くっそ。あとちょっとで、藍さんには勝てそうだったのに…
「…お前、今、俺になら勝てそうだったとかかんがえてんでしょ。」
「は?なんで分かって…」
「ばればれなんだよ!顔に出てるし。しかも、後半ら辺は俺ばっか狙ってたもんねー」
「ははっ。よく分かってんじゃん、藍が一番この中で弱いってこと。」
そう言って私の背中を小突いた蘭…さんの手にビクついてしまい、気づかれない程度に、さっと体を引いた。
「………?」
「ま、てゆーことで、誠は負けたんだから何でも言うこと聞くんだよね?」
「は?え、嫌です。
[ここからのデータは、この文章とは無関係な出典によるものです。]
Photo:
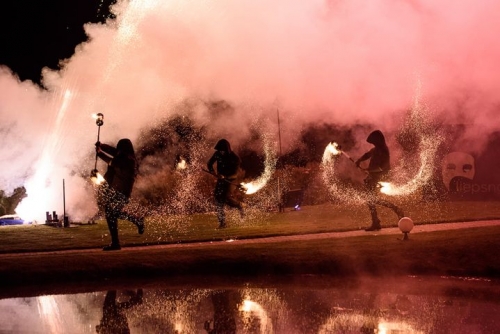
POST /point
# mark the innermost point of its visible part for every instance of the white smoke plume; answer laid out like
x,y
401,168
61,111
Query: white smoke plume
x,y
334,61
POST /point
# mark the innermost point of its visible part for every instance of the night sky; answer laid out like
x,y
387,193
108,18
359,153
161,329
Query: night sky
x,y
39,33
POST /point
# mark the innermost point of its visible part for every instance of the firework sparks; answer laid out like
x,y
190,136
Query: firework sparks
x,y
181,164
269,166
96,177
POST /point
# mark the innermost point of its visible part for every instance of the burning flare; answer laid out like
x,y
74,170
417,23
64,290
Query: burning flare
x,y
96,177
269,166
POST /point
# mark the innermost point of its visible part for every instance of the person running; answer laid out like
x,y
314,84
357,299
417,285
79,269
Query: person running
x,y
114,194
378,170
228,165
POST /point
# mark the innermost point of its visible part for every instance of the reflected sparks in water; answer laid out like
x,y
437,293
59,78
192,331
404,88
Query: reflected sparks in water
x,y
376,307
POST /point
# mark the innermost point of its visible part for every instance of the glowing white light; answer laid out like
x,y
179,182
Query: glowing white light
x,y
182,164
38,186
386,188
269,167
331,149
97,179
252,309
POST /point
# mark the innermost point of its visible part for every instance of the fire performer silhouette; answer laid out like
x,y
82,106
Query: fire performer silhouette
x,y
114,194
378,170
228,165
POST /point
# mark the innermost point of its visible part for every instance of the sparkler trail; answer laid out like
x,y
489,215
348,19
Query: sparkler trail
x,y
336,189
269,167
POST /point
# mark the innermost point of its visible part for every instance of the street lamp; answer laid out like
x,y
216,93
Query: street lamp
x,y
405,224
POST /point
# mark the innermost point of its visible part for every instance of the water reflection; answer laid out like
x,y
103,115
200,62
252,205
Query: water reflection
x,y
114,319
413,306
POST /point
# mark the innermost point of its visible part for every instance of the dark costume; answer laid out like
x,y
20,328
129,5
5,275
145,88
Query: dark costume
x,y
115,193
228,164
378,170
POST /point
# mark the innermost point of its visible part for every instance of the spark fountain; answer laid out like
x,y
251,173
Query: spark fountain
x,y
269,167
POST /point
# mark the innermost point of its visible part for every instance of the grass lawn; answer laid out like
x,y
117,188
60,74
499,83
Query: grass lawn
x,y
471,252
180,229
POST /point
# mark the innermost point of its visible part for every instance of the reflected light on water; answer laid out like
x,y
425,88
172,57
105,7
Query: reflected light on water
x,y
252,310
49,311
388,309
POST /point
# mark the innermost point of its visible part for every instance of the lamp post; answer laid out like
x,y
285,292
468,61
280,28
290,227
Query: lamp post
x,y
405,224
99,121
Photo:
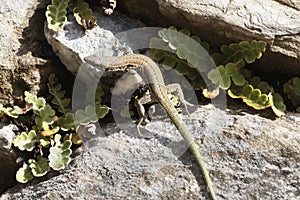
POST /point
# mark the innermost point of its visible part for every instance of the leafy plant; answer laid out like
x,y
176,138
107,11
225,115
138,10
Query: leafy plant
x,y
57,13
51,129
186,55
60,153
292,89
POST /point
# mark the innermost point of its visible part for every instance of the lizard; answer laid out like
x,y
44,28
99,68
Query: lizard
x,y
151,74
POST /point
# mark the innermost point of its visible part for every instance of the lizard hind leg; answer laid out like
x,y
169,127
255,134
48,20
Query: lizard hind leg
x,y
142,112
175,88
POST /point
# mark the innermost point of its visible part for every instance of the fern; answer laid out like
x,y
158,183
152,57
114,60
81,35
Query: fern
x,y
56,14
186,54
57,11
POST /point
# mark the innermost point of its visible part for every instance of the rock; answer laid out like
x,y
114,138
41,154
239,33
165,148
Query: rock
x,y
24,53
8,164
248,156
223,22
72,44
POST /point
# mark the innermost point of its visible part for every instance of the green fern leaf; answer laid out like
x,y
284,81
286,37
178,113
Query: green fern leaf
x,y
56,14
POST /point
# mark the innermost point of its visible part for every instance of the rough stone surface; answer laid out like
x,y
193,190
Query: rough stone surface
x,y
73,43
24,52
219,22
248,156
8,165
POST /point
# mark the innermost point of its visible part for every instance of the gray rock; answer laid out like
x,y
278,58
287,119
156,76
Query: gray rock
x,y
72,44
249,157
24,52
219,22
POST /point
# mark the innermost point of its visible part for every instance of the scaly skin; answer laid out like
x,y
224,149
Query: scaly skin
x,y
151,74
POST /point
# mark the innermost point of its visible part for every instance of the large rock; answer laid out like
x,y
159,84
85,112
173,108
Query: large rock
x,y
219,22
24,52
249,157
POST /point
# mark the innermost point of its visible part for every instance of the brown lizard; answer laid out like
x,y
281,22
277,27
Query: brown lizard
x,y
152,76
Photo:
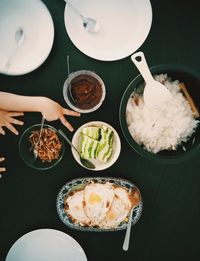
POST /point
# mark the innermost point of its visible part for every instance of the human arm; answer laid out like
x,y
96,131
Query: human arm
x,y
50,109
7,120
2,169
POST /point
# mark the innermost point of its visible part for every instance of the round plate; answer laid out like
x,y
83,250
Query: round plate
x,y
46,244
116,146
78,183
35,20
124,26
189,148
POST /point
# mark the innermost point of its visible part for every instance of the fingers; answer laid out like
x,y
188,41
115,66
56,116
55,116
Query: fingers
x,y
17,122
66,123
71,113
2,131
15,114
12,128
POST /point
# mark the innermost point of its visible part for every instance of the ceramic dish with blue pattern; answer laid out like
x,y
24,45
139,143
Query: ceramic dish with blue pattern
x,y
79,184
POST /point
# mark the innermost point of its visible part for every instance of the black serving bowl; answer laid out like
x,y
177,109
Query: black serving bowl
x,y
185,151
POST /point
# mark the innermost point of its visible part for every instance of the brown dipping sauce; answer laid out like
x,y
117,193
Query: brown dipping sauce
x,y
86,91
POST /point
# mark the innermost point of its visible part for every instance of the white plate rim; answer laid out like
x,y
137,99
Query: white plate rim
x,y
38,232
51,34
80,44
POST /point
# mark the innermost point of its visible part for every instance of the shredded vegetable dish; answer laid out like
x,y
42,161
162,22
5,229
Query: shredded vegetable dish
x,y
49,146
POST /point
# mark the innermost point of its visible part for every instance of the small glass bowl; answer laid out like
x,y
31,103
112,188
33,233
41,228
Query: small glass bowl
x,y
26,149
68,95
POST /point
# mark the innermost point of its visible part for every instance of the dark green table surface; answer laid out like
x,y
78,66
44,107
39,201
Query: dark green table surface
x,y
169,228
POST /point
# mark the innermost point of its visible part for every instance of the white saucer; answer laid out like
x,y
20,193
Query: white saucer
x,y
36,21
46,245
124,26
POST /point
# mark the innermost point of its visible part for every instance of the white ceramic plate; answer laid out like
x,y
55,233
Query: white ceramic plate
x,y
36,21
116,146
46,245
124,26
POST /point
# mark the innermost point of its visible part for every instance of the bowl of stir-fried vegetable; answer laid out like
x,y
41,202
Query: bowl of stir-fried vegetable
x,y
41,149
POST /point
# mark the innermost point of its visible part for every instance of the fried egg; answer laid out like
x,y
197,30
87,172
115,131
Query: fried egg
x,y
74,208
124,195
116,214
98,199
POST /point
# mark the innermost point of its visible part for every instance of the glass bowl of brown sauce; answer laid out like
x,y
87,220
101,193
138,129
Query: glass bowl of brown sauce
x,y
84,91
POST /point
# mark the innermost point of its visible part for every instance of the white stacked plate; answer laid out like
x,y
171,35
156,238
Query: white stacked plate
x,y
38,35
124,26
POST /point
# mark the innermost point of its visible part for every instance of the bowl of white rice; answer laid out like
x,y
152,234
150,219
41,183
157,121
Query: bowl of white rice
x,y
169,132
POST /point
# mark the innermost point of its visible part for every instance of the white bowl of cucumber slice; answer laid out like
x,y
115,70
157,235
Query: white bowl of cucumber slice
x,y
98,142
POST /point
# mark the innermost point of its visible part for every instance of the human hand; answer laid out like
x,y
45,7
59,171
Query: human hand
x,y
51,111
7,120
2,169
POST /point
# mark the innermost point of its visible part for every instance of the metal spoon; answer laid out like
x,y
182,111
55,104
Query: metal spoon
x,y
135,199
35,153
155,93
88,164
19,38
90,24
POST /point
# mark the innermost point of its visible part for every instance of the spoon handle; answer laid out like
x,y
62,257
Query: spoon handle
x,y
68,3
128,232
41,128
140,62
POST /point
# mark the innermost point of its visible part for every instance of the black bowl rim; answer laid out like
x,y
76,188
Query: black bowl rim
x,y
55,162
122,116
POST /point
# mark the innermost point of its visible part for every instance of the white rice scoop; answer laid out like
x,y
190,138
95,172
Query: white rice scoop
x,y
155,93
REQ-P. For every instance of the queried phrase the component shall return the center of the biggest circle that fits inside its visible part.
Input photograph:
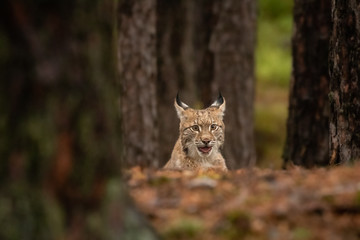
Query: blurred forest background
(88, 88)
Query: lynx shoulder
(202, 135)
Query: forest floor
(321, 203)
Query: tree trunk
(59, 126)
(184, 62)
(233, 44)
(344, 83)
(138, 74)
(307, 124)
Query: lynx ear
(220, 104)
(180, 107)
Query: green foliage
(273, 55)
(273, 72)
(29, 214)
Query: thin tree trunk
(307, 124)
(59, 125)
(344, 83)
(138, 73)
(233, 44)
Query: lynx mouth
(205, 149)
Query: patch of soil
(251, 203)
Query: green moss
(184, 228)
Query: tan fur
(210, 132)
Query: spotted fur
(202, 135)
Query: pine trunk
(344, 83)
(59, 125)
(232, 45)
(138, 73)
(307, 124)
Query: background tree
(344, 83)
(307, 124)
(138, 74)
(233, 46)
(60, 144)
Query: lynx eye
(213, 126)
(195, 128)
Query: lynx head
(201, 131)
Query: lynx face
(201, 131)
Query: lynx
(201, 137)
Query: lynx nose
(206, 141)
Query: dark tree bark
(59, 141)
(232, 45)
(138, 72)
(344, 83)
(307, 124)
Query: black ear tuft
(219, 101)
(180, 103)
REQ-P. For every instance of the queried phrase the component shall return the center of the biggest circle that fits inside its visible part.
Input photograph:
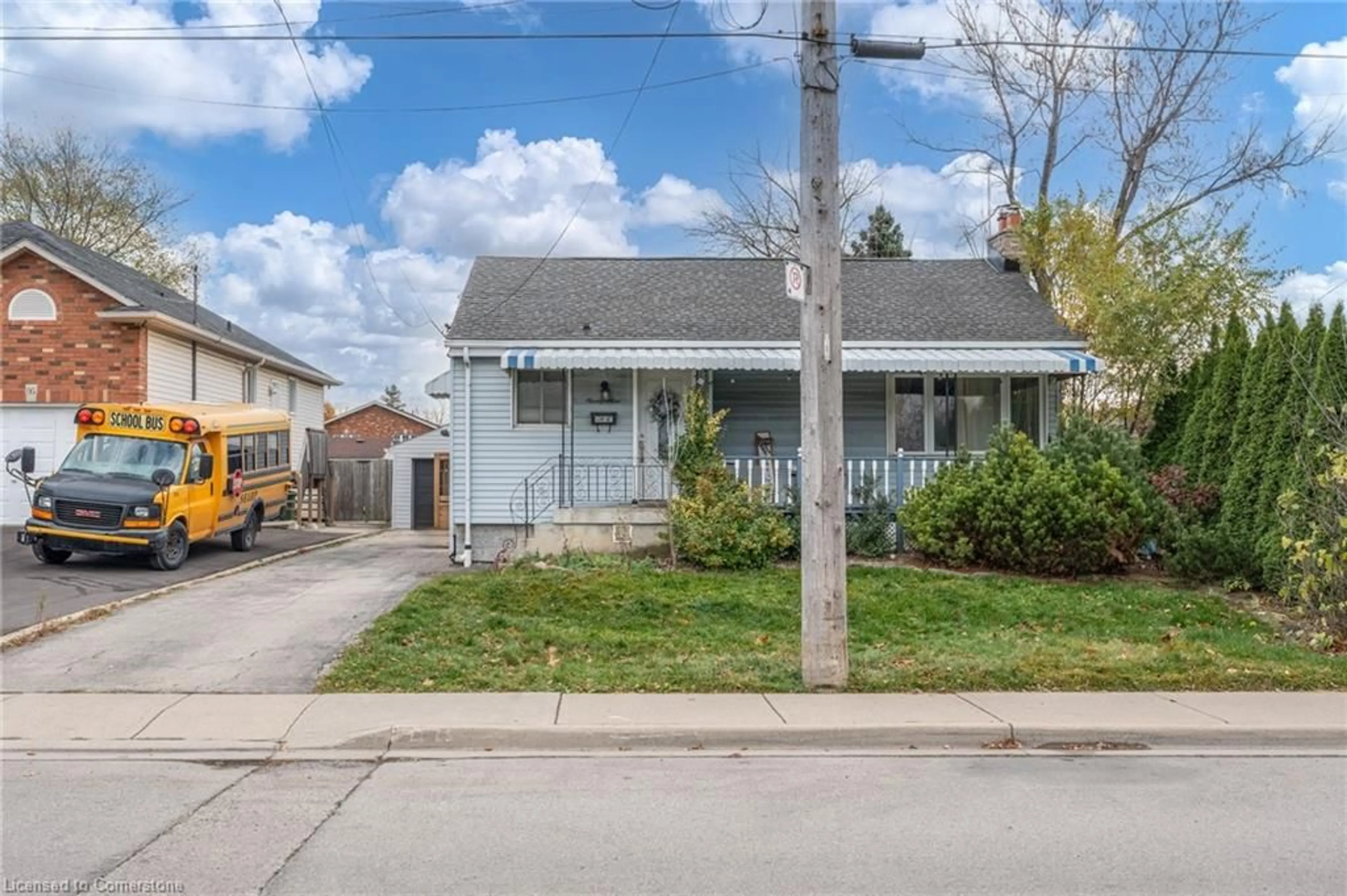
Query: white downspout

」
「さっき自分で言ってたでしょ?」
「い、いや…それとこれとは話が違うので……」
「なーんも違くないでしょ?」
身を引いた私を逃すまいと、真尋さんの手が私の肩に触れそうになって思わずその手を払った。
「っ……………あ……すみません……」
「…さっきからさ、オレの手にビクついたりしてるけど何なの?」
「嫌なら嫌って言ってくれない?」
…嫌って言ってるじゃん!
「いや……あの、ちょっと男が苦手で……話すのとかは、人によって大丈夫なんですけど……触られるのは………」
「…男なのに?」
「…はい………トラウマがあって…」
「……ふーん……」
「……はぁーそーゆーのはさぁ、もっと早くに言ってくんない?」
「あー……はい。すみません」
「あと、さん付けと、敬語、なくていいから。」
「俺も。」
「じゃー、おれも。なんか、気持ち悪いし。」
「……はい……ありがとうございます…」
…いい…人達っぽいな…。
信用するわけにはいかないけど。